The Casalino tomatoes on the left were grown in Sicily or are a Sicilian variety. Generally the Casalino tomato grows in the Southern Lazio region, from the hills of Itri to the seaside town of Gaeta. This tomato has a slightly acidic flavor and is at its best in early summer. In the past the Casalino was grown in between vigne (grape vines).

Frequently produce sold at the market will indicate its growing area, like the Sicilian Casalino tomato above.
These tomatoes were grown in Cerveteri, north of Rome.

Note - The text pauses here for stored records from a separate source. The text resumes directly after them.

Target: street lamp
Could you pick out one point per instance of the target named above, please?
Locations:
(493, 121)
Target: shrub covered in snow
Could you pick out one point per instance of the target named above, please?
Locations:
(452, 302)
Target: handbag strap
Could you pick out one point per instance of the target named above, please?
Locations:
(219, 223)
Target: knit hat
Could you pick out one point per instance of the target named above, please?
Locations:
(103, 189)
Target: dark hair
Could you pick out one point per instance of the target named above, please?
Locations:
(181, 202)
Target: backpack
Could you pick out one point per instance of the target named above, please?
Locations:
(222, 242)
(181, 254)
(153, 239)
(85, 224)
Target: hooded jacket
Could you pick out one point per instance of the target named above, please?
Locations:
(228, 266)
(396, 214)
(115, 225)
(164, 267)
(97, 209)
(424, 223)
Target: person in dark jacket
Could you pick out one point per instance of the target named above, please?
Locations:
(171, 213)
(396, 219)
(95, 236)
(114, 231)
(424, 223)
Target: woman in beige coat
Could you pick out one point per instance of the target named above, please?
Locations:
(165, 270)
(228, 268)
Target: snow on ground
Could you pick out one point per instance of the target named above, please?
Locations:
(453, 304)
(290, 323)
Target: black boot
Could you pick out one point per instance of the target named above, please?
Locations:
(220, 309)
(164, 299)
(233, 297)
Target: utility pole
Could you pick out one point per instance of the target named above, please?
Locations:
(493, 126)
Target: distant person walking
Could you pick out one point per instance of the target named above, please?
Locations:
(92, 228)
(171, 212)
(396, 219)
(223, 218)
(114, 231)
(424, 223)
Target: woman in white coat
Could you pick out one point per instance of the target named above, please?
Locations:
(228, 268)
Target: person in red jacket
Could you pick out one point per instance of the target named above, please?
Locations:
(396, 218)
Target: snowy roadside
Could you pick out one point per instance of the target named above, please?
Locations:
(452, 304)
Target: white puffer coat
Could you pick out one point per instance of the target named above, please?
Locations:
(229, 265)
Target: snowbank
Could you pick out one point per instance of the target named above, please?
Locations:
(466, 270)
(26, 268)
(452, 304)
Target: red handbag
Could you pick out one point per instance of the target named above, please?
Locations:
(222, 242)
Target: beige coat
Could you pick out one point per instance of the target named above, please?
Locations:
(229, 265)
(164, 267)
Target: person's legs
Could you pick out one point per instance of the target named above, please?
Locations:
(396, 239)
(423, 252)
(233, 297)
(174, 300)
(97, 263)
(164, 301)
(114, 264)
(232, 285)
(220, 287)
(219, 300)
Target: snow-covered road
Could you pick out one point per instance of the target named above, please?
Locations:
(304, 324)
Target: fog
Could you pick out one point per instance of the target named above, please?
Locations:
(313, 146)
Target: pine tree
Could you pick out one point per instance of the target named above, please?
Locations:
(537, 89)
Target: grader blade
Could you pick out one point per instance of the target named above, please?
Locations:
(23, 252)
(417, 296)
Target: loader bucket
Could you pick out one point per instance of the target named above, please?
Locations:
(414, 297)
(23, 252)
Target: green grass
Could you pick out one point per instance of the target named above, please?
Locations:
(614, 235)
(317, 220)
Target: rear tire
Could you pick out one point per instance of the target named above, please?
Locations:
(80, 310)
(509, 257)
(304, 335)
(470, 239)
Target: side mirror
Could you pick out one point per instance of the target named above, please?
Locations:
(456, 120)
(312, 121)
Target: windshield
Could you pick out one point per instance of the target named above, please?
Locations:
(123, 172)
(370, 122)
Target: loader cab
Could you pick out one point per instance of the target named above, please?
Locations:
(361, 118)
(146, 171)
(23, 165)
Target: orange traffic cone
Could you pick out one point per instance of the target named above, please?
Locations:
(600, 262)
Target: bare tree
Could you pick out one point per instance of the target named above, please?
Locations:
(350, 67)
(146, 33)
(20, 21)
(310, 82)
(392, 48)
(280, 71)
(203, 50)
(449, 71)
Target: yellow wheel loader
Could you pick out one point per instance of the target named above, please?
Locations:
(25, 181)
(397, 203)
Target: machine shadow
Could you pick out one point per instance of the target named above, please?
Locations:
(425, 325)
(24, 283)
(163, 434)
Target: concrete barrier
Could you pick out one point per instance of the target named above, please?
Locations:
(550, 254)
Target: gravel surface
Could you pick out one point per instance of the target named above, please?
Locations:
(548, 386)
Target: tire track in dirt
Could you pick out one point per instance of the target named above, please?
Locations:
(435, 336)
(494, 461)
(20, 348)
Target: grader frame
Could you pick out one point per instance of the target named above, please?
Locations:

The San Marzano tomato (a plum tomato) is one of the best known tomatoes, and the easiest to recognize, given its elongated oval shape and uniform size. Throughout Italy, and perhaps worldwide, San Marzano tomatoes are deemed to be the best tomatoes for sauce and canning. Originally the plant was grown in the San Marzano area of the Campania region, but is now grown worldwide.

These tomatoes look almost black due to the blend of their dark green and red pigmentation; in the case of the Sun Black variety, due to the presence of anthocyanin pigments in the skin (also found in eggplants, blackberries, violets, cherries, red cabbage).

The pomodoro di riso (rice tomato) is used to stuff with rice and bake. The best pomodori di riso come from Fondi in Southern Lazio. They're large and have only a few large seed pockets, lending themselves well to stuffing with rice.

The pomodori Colonna look suspiciously like the San Marzano...

Cherry tomatoes (ciliegini) are great for salads and eating on their own...

Datterino tomatoes are similar to a cherry tomato, but smaller and slightly elongated...

The Ikram tomato is usually sold a grappolo, on stems as a bunch of tomatoes, usually five or six per bunch. They're a great all around tomato: for sauce, insalate caprese, salads.

These are only the tomatoes I saw today at the Ponte Milvio market, but they're by no means all that's available. Each time I go to the market I see other varieties.
My garden is filled with many kinds of tomatoes; right now there are hundreds of datterini growing. They're so sweet and tasty that for every few I pick I pop one in my mouth. Today I made a tomato sauce with datterini for lunch and last night I made pasta caprese, the quintessential, super easy, summer pasta dish:

Penne Caprese (serves 5 to 6 people)

  • 1 garlic clove, finely chopped
  • Olive oil, 1/2 cup
  • Buffalo mozzarela, two large, cubed
  • Medium tomatoes, about six, seeded & cut in bite sized pieces, or 30 datterino tomatoes.
  • Basil leaves, about 20
  • Salt to taste, about 1 tsp.
  • Penne pasta, 500 grams
  • Marinate the garlic in the olive oil, in the serving bowl.
  • Add the other remaining ingredients.
  • Cook pasta in boiling salted water until al dente.
  • Drain pasta, add to serving dish, toss and serve.